Aunque hayan llegado al punto de decirme, para que acuda a este encuentro, que era popular en Nápoles, no puedo ver en el éxito de mis Escritos más que el signo de que mi trabajo emerge en este momento del presentimiento univeersal, que resulta de otras emergencias más opacas.
Esta interpretación es sin duda justa, si se comprueba que este eco produce más allá del campo francés, donde esta acogida se explica mejor por la exclusión en la que la mantuve durante veinte años.
Desde la publicación de mi libro, ningún crítico cumplió con su oficio, que es el dar cuenta, salvo uno llamado Jean-Marie Auzias, en uno de esos libritos de morondanga cuyo bajo costo no disculpa las negligencias tipográficas, que se llama: Claves del estructuralismo, en el que se me consagra el capítulo IX y usa mi referencia en los restantes.
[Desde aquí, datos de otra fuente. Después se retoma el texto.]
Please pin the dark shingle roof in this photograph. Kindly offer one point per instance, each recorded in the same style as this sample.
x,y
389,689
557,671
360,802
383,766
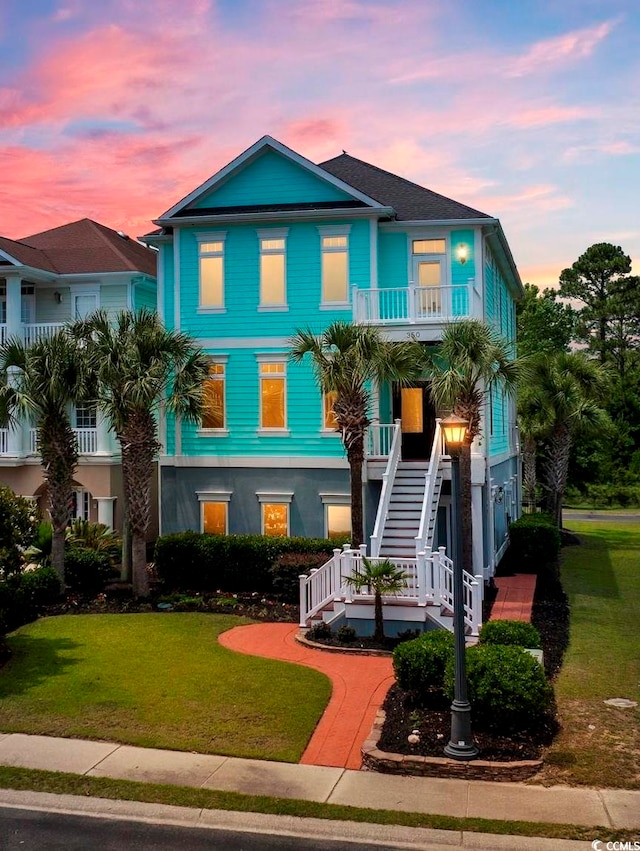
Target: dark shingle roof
x,y
410,201
83,246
Jean-Marie Auzias, repito, es un crítico estimable, avis rara.
A pesar de su caso, sólo espero de aquellos a quienes aquí hablo que confirmen el malentendido.
Retengan al menos lo que testimonia este texto que ofrezco a vuestro ingenio: que mi empresa (enterprise) no supera el acto del que está presa (prise) y que, por ende, su única posibilidad es la de la equivocación (meprise).
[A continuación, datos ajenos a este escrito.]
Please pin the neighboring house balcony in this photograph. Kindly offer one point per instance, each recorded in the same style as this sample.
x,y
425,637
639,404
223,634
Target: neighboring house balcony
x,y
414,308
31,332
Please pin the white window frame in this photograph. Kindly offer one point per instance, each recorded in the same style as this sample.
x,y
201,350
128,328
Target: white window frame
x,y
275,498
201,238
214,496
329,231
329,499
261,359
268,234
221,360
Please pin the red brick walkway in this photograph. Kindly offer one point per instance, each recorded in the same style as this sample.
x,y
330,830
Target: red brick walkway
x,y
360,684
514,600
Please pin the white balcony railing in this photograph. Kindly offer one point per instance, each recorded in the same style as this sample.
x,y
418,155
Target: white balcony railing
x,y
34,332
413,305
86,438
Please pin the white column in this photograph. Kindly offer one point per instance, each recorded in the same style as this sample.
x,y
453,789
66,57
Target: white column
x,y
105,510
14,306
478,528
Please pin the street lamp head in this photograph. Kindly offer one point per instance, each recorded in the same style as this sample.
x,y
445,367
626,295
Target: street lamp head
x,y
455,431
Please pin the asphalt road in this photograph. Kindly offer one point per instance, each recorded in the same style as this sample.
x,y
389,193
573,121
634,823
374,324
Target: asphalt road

Y aún habría que decir del acto analítico que por ser, desde su revelación original, el acto que nunca triunfa tan bien como cuando es fallido, esta definición no implica (al igual en otras partes que en nuestro campo) la reciprocidad, noción tan cara a la divagación psicológica.
Esto quiere decir que no basta con que fracase para triunfar, el mero malogro no abre la dimensión de la equivocación aquí en cuestión.
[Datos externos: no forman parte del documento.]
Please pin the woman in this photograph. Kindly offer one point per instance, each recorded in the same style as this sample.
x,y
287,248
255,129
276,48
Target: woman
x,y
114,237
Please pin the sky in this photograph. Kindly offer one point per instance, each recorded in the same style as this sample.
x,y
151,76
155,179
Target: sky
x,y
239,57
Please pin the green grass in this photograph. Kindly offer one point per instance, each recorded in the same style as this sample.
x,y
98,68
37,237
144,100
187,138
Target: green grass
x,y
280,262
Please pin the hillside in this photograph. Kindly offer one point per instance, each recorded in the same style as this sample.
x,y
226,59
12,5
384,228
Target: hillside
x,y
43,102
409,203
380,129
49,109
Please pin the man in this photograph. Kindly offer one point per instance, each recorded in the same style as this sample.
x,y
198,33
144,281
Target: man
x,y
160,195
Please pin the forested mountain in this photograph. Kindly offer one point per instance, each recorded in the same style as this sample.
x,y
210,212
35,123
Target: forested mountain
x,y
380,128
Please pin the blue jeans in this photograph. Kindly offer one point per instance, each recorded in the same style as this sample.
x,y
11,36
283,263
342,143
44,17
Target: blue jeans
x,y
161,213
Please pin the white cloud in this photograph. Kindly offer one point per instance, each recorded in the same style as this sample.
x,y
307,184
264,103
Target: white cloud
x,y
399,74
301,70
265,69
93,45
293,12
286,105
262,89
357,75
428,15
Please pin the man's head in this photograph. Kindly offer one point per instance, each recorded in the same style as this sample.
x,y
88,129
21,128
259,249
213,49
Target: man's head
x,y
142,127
Cierto retraso del pensamiento en el psicoanálisis -dejando a los juegos de lo imaginario todo lo que puede proferirse de una experiencia continuada en el lugar en que Freud la hizo- constituye un malogro sin un plus de significación.
Por eso toda una parte de mmi enseñanza no es acto analítico, sino tesis, y la polémica a ella inherente, acerca de las condiciones que redoblan la equivocación propia del acto, con un fracaso de sus incidencias.
Al no haber podido cambiar esas condiciones, dejo mi esfuerzo en el suspenso de este fracaso.
La falsa equivocación, estos dos términos anudados como en una comedia de Marivaux, encuentran aquí un sentido renovado que no implica ninguna verdad de hallazgo. Es en Roma, como recuerdo de un hito de mi empresa, donde daré mañana, como se pueda, la medida de este fracaso con sus razones.
La suerte dirá si está preñado del futuro, que está en manos de aquellos que he formado.